O segundo equívoco decorre do primeiro, isso porque, como expõe Ernesto Kenji Igarashi, tratada como assunto de portaria, a segurança vira uma linha de custo a ser reduzida, e não um investimento estratégico a ser dimensionado. A liderança que a enxerga assim tende a cortá-la quando o orçamento aperta, justamente quando os riscos costumam aumentar.

Segurança institucional é uma decisão sobre quanto risco a organização aceita correr e quanto está disposta a investir para reduzi-lo. Essa é uma decisão de negócio, no mesmo nível de finanças ou operações. Enquanto a segurança for vista como despesa e não como gestão de risco, ela continuará subdimensionada e reativa, correndo atrás de problemas em vez de preveni-los.
Por que a segurança institucional deve começar na alta gestão? Porque é a liderança que define políticas, orçamento, prioridades e a cultura de risco da organização. Sem essa base estratégica, a operação na ponta age sem direção e sem os recursos necessários para proteger de verdade.
A cultura de segurança se constrói de cima para baixo
Quando considerados todos estes fatores, talvez o ponto mais ignorado seja este: segurança não é só estrutura, é comportamento. E comportamento organizacional se molda pelo exemplo da liderança. Quando a alta gestão trata protocolos como formalidade dispensável, ninguém abaixo dela os leva a sério.

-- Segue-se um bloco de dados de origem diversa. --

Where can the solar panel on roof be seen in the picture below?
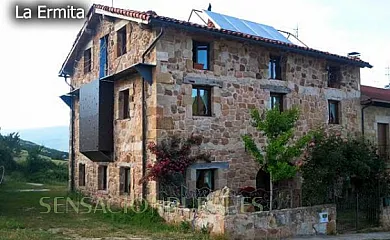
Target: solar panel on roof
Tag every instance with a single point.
(244, 26)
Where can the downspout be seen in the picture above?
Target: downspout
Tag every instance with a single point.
(364, 107)
(72, 170)
(144, 115)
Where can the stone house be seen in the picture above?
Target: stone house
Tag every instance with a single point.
(137, 77)
(376, 117)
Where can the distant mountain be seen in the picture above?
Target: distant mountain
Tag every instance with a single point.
(48, 152)
(51, 137)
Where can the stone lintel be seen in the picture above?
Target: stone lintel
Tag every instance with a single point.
(202, 81)
(276, 88)
(212, 165)
(103, 163)
(124, 164)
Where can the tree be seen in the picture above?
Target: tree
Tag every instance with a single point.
(335, 163)
(282, 148)
(9, 148)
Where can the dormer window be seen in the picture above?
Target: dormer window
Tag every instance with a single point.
(201, 55)
(87, 60)
(274, 68)
(334, 76)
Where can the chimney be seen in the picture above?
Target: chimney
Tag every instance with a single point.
(354, 55)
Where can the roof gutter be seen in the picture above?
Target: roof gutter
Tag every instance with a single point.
(366, 104)
(144, 130)
(265, 44)
(62, 71)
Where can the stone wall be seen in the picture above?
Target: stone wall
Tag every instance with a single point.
(238, 80)
(224, 214)
(373, 116)
(281, 223)
(127, 132)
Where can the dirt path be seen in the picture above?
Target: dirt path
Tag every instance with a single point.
(358, 236)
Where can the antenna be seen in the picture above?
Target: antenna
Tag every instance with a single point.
(388, 76)
(296, 31)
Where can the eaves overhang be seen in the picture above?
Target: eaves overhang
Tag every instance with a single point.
(289, 48)
(68, 97)
(143, 69)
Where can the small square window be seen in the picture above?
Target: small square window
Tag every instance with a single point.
(102, 177)
(276, 101)
(81, 174)
(124, 184)
(334, 112)
(334, 76)
(124, 110)
(205, 178)
(87, 60)
(121, 41)
(201, 55)
(201, 101)
(274, 68)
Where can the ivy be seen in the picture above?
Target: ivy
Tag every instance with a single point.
(173, 157)
(281, 148)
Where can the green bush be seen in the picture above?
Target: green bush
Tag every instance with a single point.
(334, 163)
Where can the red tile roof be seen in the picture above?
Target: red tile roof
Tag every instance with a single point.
(375, 94)
(152, 17)
(149, 17)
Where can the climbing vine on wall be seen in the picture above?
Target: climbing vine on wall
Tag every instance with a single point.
(282, 148)
(173, 157)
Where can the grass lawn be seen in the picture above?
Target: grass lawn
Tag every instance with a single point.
(22, 217)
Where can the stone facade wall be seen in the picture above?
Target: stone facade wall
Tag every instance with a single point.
(238, 77)
(372, 116)
(127, 132)
(230, 219)
(238, 80)
(281, 223)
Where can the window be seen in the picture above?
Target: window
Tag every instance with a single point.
(205, 178)
(102, 177)
(276, 100)
(87, 60)
(124, 110)
(121, 41)
(334, 77)
(201, 55)
(334, 112)
(103, 57)
(81, 174)
(201, 101)
(383, 140)
(124, 184)
(274, 68)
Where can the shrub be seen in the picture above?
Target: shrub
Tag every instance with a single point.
(173, 156)
(333, 162)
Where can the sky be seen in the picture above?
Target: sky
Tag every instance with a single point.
(32, 53)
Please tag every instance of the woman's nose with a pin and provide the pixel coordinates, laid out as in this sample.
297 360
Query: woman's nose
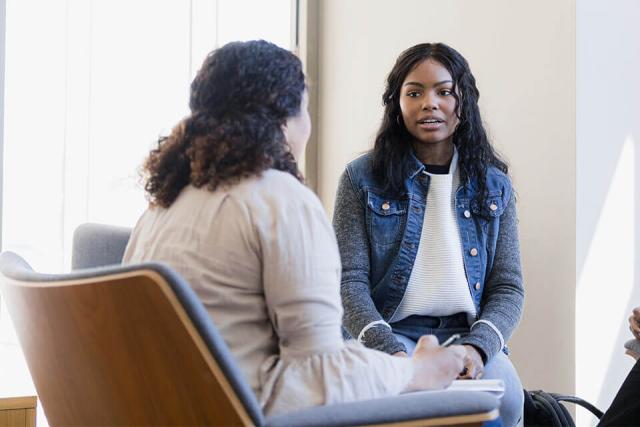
429 103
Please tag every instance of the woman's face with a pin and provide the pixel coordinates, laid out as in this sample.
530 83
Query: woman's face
298 128
427 103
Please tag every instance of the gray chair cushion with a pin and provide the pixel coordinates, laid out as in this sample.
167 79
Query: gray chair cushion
97 245
397 409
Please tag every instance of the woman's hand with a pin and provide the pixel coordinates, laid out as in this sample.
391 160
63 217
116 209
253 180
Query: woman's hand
435 366
634 323
473 365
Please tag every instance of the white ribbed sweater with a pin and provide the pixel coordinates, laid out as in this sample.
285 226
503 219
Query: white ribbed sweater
438 282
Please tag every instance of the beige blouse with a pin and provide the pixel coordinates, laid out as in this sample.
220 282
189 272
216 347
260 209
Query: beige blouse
263 258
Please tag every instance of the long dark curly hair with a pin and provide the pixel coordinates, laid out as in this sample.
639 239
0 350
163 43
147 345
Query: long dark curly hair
392 149
240 98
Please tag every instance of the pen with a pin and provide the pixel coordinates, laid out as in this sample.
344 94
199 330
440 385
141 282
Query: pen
450 340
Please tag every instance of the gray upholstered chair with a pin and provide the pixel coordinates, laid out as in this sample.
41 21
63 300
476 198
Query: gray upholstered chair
98 245
133 345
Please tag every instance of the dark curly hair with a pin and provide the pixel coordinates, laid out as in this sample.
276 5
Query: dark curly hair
240 98
392 148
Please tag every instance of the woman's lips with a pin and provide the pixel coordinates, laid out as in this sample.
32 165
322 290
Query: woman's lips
430 126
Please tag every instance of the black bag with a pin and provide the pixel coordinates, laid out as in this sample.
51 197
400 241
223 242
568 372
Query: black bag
542 409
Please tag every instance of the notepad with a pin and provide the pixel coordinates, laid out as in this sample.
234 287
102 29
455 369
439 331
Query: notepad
495 387
633 345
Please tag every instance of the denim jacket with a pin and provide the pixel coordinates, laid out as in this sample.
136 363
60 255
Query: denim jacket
378 236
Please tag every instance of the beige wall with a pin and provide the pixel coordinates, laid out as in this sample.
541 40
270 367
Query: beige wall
523 57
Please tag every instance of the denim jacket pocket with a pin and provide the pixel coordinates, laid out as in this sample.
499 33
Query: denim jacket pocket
492 207
385 218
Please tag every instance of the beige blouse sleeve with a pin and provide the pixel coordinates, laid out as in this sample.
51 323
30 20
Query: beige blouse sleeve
301 278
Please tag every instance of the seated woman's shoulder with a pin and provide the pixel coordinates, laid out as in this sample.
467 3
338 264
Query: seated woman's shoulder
498 178
275 187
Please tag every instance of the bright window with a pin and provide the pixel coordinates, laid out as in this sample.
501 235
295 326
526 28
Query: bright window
89 87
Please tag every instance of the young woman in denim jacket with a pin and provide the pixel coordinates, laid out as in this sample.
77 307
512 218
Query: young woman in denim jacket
427 227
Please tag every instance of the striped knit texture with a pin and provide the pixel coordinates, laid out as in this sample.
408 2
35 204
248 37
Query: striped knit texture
438 283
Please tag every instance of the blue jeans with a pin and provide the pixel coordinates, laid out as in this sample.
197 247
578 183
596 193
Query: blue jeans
409 330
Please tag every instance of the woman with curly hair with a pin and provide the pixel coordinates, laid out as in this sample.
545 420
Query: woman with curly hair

O contrário também é verdadeiro, retrata Ernesto Kenji Igarashi. Quando o líder respeita os procedimentos, valoriza a área e demonstra que segurança importa, esse comportamento se espalha pela organização inteira. A cultura de segurança não se decreta em um manual; ela se percebe em como as pessoas mais importantes da empresa agem no dia a dia. Igarashi destaca que a coerência entre o discurso e a prática da liderança vale mais do que qualquer campanha interna sobre o tema.
Do topo para a portaria, não o contrário
Por fim, Ernesto Kenji Igarashi pontua que, quando desfeito o mal-entendido, o quadro se inverte. A segurança institucional não sobe da portaria para a diretoria; ela desce da diretoria para a portaria. A liderança define a política, aloca os recursos, estabelece as prioridades e dá o exemplo. A ponta executa aquilo que recebeu como direção. Quando essa cadeia funciona, a guarita faz sentido, porque protege algo que foi pensado antes dela.
Reconhecer isso muda a pergunta que a organização deveria fazer. Não é se a portaria está atenta, mas se a liderança decidiu o que ela deve proteger e como. A maturidade de uma empresa em segurança se mede na sala de reuniões, não na recepção. A guarita é a última linha visível de uma decisão que foi tomada, ou negligenciada, muito antes, no lugar mais alto da organização.